Convertir ORF en JPG

Vous pouvez convertir ORF en JPG gratuitement et sans compte : déposez le fichier ci-dessus et, une ou deux secondes plus tard, le résultat est prêt à télécharger. La conversion se fait dans votre propre navigateur : le fichier n’est donc jamais téléversé. Cela marche sous Windows, macOS et Linux comme sur iPhone et Android, et continue de marcher si vous coupez le réseau.

  • Où cela s’exécute Dans votre navigateur. Le fichier n’est pas téléversé.
  • Avec perte Un peu de détail est échangé contre du poids. JPG ne peut pas tout garder de ce que garde ORF.
  • Limite de taille Jusqu’à 100 Mo par fichier, gratuitement et sans compte.
  • Bon à savoir On extrait l’aperçu que votre appareil a écrit au moment du déclenchement — en pleine résolution sur presque tous les appareils. C’est l’interprétation de l’appareil lui-même : son style d’image est déjà appliqué, et la latitude supplémentaire dans les hautes lumières et les ombres, qui est la raison de photographier en brut, n’y est pas. Parfait pour regarder, envoyer ou téléverser ; cela ne remplace pas le développement du fichier.

Jusqu’à 100 fichiers à la fois. Les formats mélangés ne posent pas de problème.

Pourquoi la photo faite par le boîtier compte plus sur un Olympus

La plupart des formats RAW contiennent une capture simple et son aperçu. Les boîtiers Olympus et OM System contiennent souvent quelque chose que l’appareil a assemblé : High Res Shot combine plusieurs expositions décalées du capteur en une image de bien plus haute résolution, Live Composite construit une longue pose qui n’accumule que la lumière nouvelle, l’empilement de mise au point intégré fusionne un bracketing en une image nette, et Live ND simule un filtre gris neutre.

Dans chacun de ces cas, l’image intéressante est le calcul, et le calcul a eu lieu dans l’appareil. L’aperçu embarqué est le résultat fini. Les développeurs RAW tiers sont souvent incapables de reproduire ces modes, ce qui retourne l’argument habituel : l’extraction n’est pas ici la voie inférieure, elle est souvent la seule à donner ce que vous avez photographié.

Ce que contient un ORF et ce que cette conversion en extrait

ORF est un conteneur dérivé de TIFF écrit par Olympus depuis 2002, qui porte les données du capteur Micro Four Thirds — 12 bits par canal, selon la fiche format tenue à jour derrière ce site, plutôt que les 14 bits des formats à plus grand capteur.

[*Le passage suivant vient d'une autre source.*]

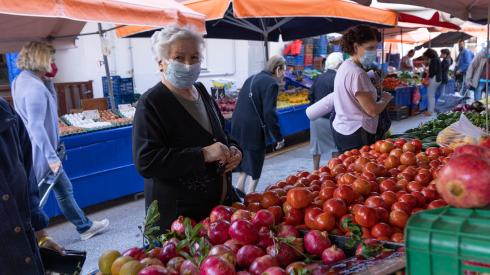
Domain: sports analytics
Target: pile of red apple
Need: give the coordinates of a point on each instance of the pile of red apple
(226, 104)
(378, 187)
(239, 242)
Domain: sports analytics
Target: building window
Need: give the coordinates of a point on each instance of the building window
(4, 74)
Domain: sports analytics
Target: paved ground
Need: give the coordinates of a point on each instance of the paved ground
(126, 215)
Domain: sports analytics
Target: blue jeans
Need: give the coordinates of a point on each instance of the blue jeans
(63, 191)
(478, 91)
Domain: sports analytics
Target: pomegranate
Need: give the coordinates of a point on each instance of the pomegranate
(243, 231)
(153, 270)
(233, 245)
(265, 237)
(474, 150)
(241, 215)
(135, 253)
(465, 181)
(274, 271)
(188, 268)
(175, 263)
(332, 255)
(214, 265)
(247, 254)
(218, 232)
(286, 230)
(316, 242)
(221, 212)
(284, 254)
(224, 253)
(261, 264)
(263, 218)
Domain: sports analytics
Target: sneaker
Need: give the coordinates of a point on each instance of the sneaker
(97, 227)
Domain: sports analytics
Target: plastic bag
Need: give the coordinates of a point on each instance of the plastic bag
(460, 133)
(320, 108)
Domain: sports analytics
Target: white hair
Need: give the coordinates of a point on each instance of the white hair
(161, 40)
(334, 60)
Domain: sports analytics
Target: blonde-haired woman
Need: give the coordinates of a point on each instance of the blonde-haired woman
(255, 120)
(179, 143)
(35, 101)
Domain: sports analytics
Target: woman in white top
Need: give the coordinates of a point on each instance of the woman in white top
(355, 98)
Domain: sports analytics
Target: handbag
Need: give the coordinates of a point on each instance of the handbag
(232, 194)
(263, 126)
(69, 263)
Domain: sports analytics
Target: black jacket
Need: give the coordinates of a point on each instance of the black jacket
(445, 64)
(245, 123)
(19, 198)
(435, 69)
(322, 86)
(167, 151)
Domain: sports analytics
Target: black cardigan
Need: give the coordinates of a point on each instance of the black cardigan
(246, 123)
(435, 69)
(322, 86)
(167, 151)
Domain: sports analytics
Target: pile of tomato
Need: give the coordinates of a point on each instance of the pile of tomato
(378, 187)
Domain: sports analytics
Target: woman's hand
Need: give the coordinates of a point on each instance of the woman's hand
(55, 167)
(45, 241)
(216, 152)
(235, 159)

À côté, l’appareil écrit un JPG complet au moment de la capture.

Le convertisseur parcourt le fichier à la recherche de JPG embarqués, garde le plus grand au-dessus de 640 × 480, et le renvoie. Aucun démosaïçage n’a lieu, donc le processus est assez rapide pour traiter une carte entière depuis un téléphone, et l’image reçue est le rendu de l’appareil avec son mode d’image appliqué.

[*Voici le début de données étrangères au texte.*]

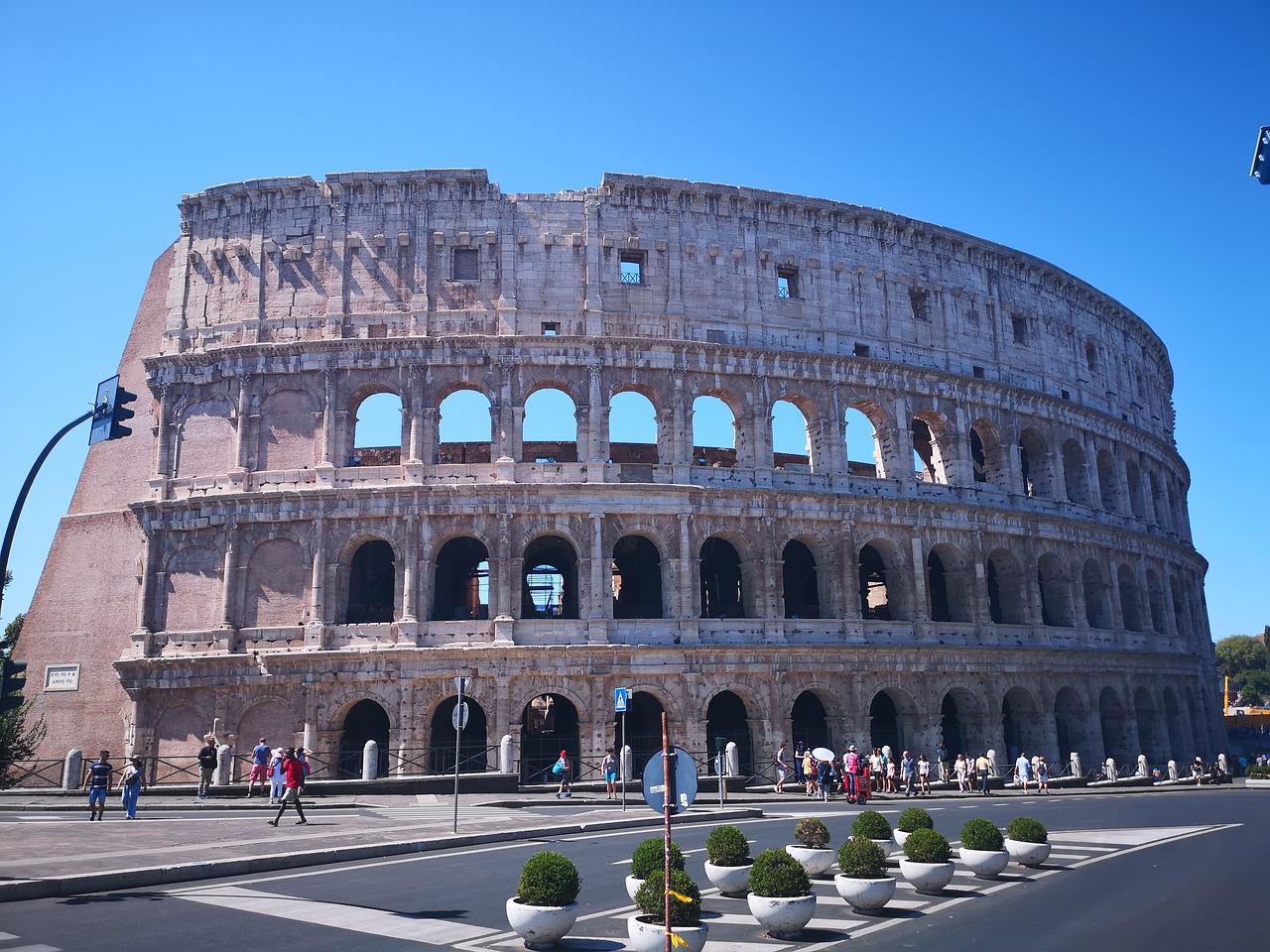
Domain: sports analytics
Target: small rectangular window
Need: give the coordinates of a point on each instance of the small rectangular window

Douze bits, et ce que cela change pour le compromis RAW contre aperçu

La latitude croît avec la profondeur de bits et la taille du capteur, et le Micro Four Thirds est plus petit que l’APS-C ou le plein format. Un ORF à 12 bits a une vraie marge, et plus étroite qu’un fichier à 14 bits issu d’un plein format — ce qui veut dire que l’écart entre « le rendu de l’appareil » et « ce qu’un développement soigné pourrait récupérer » est plus faible sur ce système que sur la plupart.

Cela n’est pas un argument pour jeter l’ORF ; un highlight cramé reste récupérable depuis le RAW et ne l’est pas depuis un aperçu 8 bits. C’est un argument pour ne pas considérer l’extraction comme un compromis sur les images ordinaires. Sur une photo correctement exposée, le JPG de l’appareil est très proche de ce que vous auriez obtenu de toute façon.

Classer depuis un voyage sans le poste qui a OM Workspace

Tout l’intérêt du système est le poids, et les personnes qui l’ont choisi sont disproportionnellement loin de leur machine principale : en montagne, dans un affût, trois semaines dans un voyage avec une tablette et un lecteur de carte. C’est le moment inconfortable, parce qu’ORF est invisible pour les navigateurs, exige un codec sous Windows, et OM Workspace n’ira pas sur un iPad.

Ici, cela tourne dans l’onglet du navigateur sans rien installer, donc la tablette et le lecteur de carte forment un dispositif de classement complet. Cela fonctionne aussi sans réseau, puisque rien n’est envoyé — utile sur un réseau d’hôtel facturé au mégaoctet.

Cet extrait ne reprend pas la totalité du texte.